Half full; half empty? The cynical and ever suspicious, the ideological and union bashers, the balance sheet tea readers, will paper the agreement with questions, assumptions, and bad faith to find fault in what is clearly a better deal for both the city and its teachers, esp. for its students with innovation, flexibility, and new options to help keep great teachers in classrooms built into the agreement.
New York was a leader in public education. Its schools modeled many around the country. After turf wars, power struggles, dysfunction on both sides (yes, the dreaded reserve room is feather bedding at its worst, but recall Bloomberg’s hire of the bureaucrat Joe Klein, followed by the disaster of Cathleen Black, waivered in and chased out) the contract directly addresses adult issues with real dialogue and doesn’t seem to be a ploy.

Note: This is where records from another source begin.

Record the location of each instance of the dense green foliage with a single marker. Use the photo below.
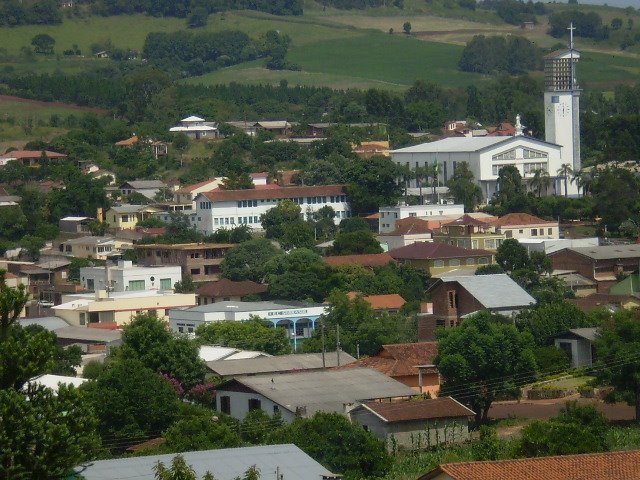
(486, 356)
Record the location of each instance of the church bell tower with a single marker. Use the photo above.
(562, 104)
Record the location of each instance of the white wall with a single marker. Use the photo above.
(240, 405)
(213, 216)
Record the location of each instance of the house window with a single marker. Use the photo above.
(225, 404)
(136, 285)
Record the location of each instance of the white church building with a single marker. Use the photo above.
(487, 155)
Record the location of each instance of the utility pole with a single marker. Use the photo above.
(338, 344)
(324, 362)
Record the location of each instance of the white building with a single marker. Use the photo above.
(196, 128)
(486, 156)
(128, 277)
(389, 215)
(297, 318)
(228, 208)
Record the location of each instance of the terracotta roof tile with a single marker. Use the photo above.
(466, 220)
(431, 250)
(391, 301)
(287, 192)
(591, 466)
(400, 359)
(521, 219)
(410, 410)
(229, 288)
(366, 260)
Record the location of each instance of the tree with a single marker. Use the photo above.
(43, 433)
(12, 301)
(617, 347)
(565, 171)
(147, 339)
(43, 43)
(125, 409)
(341, 446)
(463, 188)
(485, 356)
(250, 335)
(355, 243)
(179, 470)
(511, 255)
(540, 181)
(247, 261)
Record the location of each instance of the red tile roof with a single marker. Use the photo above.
(195, 186)
(411, 410)
(21, 154)
(287, 192)
(591, 466)
(434, 250)
(411, 226)
(391, 301)
(366, 260)
(466, 220)
(521, 219)
(229, 288)
(400, 359)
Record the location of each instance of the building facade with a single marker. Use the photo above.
(126, 277)
(229, 208)
(298, 319)
(199, 260)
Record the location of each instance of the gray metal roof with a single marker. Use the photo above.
(494, 291)
(325, 390)
(249, 306)
(606, 252)
(587, 333)
(279, 363)
(466, 144)
(224, 464)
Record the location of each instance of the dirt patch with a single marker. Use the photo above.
(39, 103)
(543, 409)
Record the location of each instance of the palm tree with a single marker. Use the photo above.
(565, 171)
(540, 181)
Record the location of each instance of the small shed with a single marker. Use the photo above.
(415, 424)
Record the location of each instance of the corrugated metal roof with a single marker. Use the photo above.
(279, 363)
(224, 464)
(494, 291)
(325, 390)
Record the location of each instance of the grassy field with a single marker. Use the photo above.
(340, 49)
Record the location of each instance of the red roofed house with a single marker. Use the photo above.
(415, 424)
(390, 303)
(408, 230)
(367, 260)
(188, 193)
(439, 257)
(220, 209)
(408, 363)
(589, 466)
(523, 225)
(29, 158)
(227, 291)
(469, 232)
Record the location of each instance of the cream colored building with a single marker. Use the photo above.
(118, 307)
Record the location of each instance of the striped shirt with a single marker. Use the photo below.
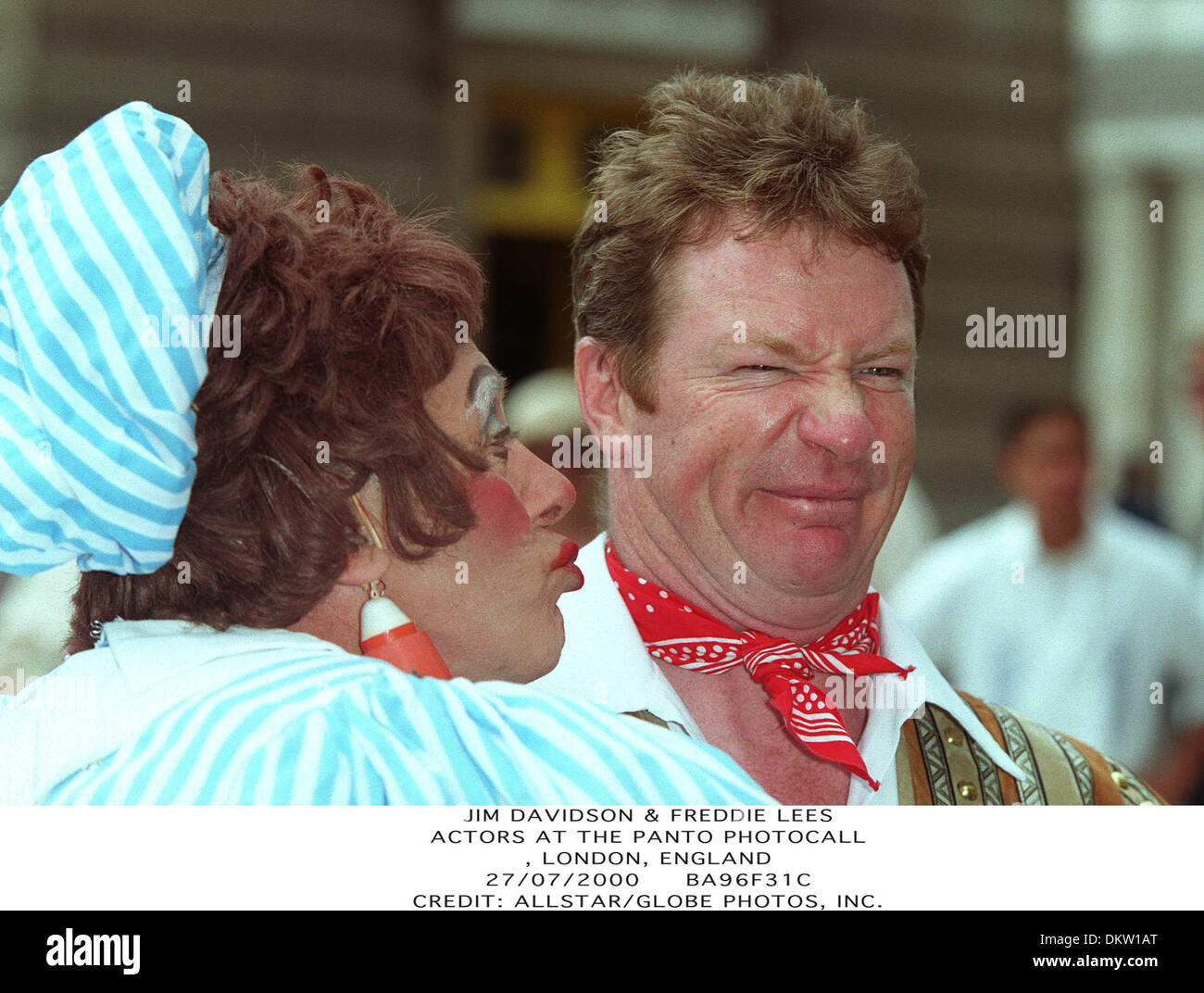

The gradual increases make sense. With strong real estate, construction, and retail markets, the city can absorb the increases with current taxes. It also sets a significant limit on new contracts for the city’s other labor units.
The key is will this contract, after teachers worked without security for 5 years, lead to improvements in the quality of student learning? That’s its purpose. That’s its mission.
Last year the Brooklyn school (Edward R. Murrow) with the long streak of chess championships had problems rising money for trips. Let’s hope the city finds a little money in its budget for its amazing students, providing them with the experiences that restore the proud traditions of New York public education.